In the current 2022 season, the Jaguar Marching Band will be performing shows titled “JMB Back to Broadway” featuring selections from Dear Evan Hansen, Hamilton, Les Miserables, and Wicked as well as “JMB Sing-A-Long”, featuring crowd participation!

==Exhibitions and Community Performances==

The Jaguar Marching Band performs at multiple exhibition and community performances each year. The band performs three to four exhibitions at high school marching band competitions and football games throughout the state and region each fall. In 2012, the Jaguar Marching Band performed at halftime in the New Orleans Super Dome during the New Orleans Saints vs. Atlanta Falcons game. The ensemble also performs in one Mobile Mardi Gras parade each year. Other community performances include the 2010 and 2012 Mobile Veterans' Day Parades, and the 2011 Senior Bowl held in Ladd–Peebles Stadium. The Jaguar Marching Band had a banner year in 2014, including performances at Governor Robert Bentley's 2015 Inauguration as well as the band's first bowl game performance at the inaugural 2014 Raycom Media Camellia Bowl. In addition, the JMB welcomed over 500 students at the 2014 Jaguar Marching Honor Band, the largest attendance at the event since its inception.
In 2021 the Jaguar Marching Band performed at the Trussville Marching Invitational at Hewitt-Trussville High School in Trussville, AL. In 2022, the Jaguar Marching Band is performing at “The Swamp Classic”, at Gautier High School in Gautier, MS.

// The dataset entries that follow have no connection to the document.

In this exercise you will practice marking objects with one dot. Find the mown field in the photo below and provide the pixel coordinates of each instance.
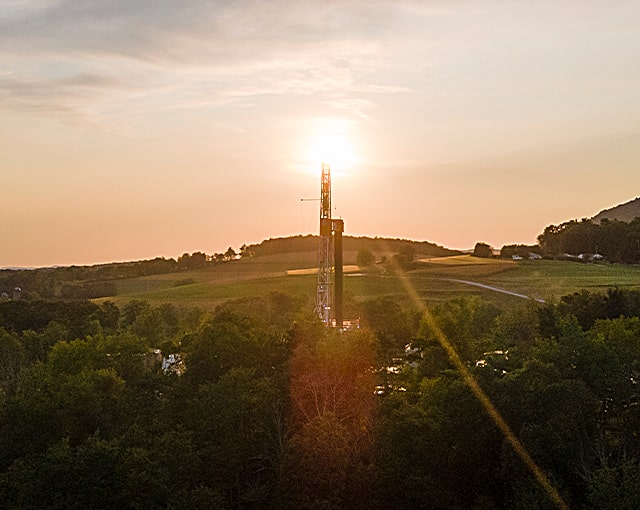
(432, 280)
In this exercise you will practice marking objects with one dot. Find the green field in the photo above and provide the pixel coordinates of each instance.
(431, 280)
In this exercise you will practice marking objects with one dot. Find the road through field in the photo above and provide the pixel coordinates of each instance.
(496, 289)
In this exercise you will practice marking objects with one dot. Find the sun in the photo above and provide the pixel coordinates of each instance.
(330, 142)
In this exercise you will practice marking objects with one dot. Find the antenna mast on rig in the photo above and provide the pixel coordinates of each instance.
(329, 293)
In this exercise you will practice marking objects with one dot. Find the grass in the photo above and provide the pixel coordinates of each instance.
(431, 279)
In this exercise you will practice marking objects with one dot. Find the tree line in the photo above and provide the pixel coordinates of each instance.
(617, 241)
(273, 410)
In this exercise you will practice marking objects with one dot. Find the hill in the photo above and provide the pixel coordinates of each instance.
(626, 212)
(300, 243)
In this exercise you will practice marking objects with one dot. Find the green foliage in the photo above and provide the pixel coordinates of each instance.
(274, 411)
(617, 241)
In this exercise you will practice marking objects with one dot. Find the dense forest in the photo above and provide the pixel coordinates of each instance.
(259, 406)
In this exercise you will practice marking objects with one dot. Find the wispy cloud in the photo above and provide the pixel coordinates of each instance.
(65, 55)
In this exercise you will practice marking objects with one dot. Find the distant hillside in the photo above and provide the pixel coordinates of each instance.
(310, 243)
(623, 212)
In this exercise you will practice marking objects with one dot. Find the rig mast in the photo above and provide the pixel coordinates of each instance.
(329, 292)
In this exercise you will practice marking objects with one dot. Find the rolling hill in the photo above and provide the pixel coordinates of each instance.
(624, 212)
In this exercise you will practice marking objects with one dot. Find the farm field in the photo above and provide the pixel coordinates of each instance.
(432, 280)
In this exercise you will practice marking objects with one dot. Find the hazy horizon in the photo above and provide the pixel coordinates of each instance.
(130, 130)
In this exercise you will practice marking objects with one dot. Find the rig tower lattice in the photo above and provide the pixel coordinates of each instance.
(329, 292)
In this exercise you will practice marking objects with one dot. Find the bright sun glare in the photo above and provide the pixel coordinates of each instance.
(331, 143)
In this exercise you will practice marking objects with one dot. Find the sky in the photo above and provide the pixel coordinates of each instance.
(131, 129)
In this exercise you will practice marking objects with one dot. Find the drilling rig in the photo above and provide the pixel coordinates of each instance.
(329, 290)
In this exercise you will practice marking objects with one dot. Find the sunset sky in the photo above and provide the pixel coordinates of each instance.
(132, 129)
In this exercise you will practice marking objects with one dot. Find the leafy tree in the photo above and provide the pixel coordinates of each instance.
(482, 250)
(365, 257)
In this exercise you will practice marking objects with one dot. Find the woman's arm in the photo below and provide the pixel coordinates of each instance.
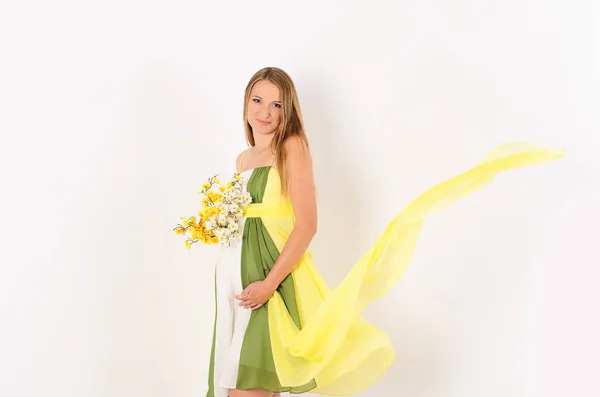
(302, 195)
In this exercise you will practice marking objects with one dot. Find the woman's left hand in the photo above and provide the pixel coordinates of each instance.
(256, 295)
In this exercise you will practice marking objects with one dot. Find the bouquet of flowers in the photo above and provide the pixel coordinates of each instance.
(222, 209)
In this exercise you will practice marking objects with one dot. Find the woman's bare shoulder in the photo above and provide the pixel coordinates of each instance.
(238, 160)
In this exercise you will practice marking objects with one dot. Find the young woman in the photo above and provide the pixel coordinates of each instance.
(278, 327)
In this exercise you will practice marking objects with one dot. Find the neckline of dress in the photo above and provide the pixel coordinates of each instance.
(255, 168)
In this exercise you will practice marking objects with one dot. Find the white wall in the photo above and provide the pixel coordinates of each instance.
(112, 114)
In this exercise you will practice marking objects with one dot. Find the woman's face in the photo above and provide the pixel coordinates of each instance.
(264, 108)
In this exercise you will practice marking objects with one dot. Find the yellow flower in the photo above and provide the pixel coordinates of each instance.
(179, 230)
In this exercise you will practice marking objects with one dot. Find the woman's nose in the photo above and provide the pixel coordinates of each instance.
(265, 111)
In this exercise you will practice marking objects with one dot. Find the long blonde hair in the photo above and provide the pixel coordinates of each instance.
(290, 124)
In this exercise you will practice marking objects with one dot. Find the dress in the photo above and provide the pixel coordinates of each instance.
(308, 337)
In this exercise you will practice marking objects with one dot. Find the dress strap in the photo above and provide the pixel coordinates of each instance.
(241, 160)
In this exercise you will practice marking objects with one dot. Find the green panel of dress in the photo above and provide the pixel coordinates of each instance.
(259, 253)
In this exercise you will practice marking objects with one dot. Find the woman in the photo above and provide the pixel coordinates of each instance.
(278, 327)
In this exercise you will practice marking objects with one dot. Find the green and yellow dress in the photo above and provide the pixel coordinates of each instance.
(308, 337)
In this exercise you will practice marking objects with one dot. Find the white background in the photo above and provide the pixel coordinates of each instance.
(113, 113)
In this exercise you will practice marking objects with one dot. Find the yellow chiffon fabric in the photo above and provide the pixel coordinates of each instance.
(336, 347)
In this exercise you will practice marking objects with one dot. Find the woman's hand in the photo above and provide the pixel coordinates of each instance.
(256, 295)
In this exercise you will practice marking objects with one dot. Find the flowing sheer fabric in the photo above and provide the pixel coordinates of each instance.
(335, 347)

== South Alabama Marching Band Championships==

The Jaguar Marching Band hosts a competition open to all schools around the region. This competition utilizes a 10-person adjudication panel, with judges on and off the field. Up to 30 bands compete yearly.

==Recordings==
Each season, the Jaguar Marching Band produces a CD recording highlighting halftime productions, school songs and cheers, and the traditional pre-game show. This recording is given away as a recruiting and promotional item to fans, alumni, and potential members. In 2012, the band released its fourth annual highlights CD, "Celebrating 50 Years," to mark the 50th anniversary of the University of South Alabama. In February 2013, at the request of the DevMusic Company, the band recorded that publisher's demo catalogue, to be distributed to thousands of schools and websites in the United States and the Netherlands.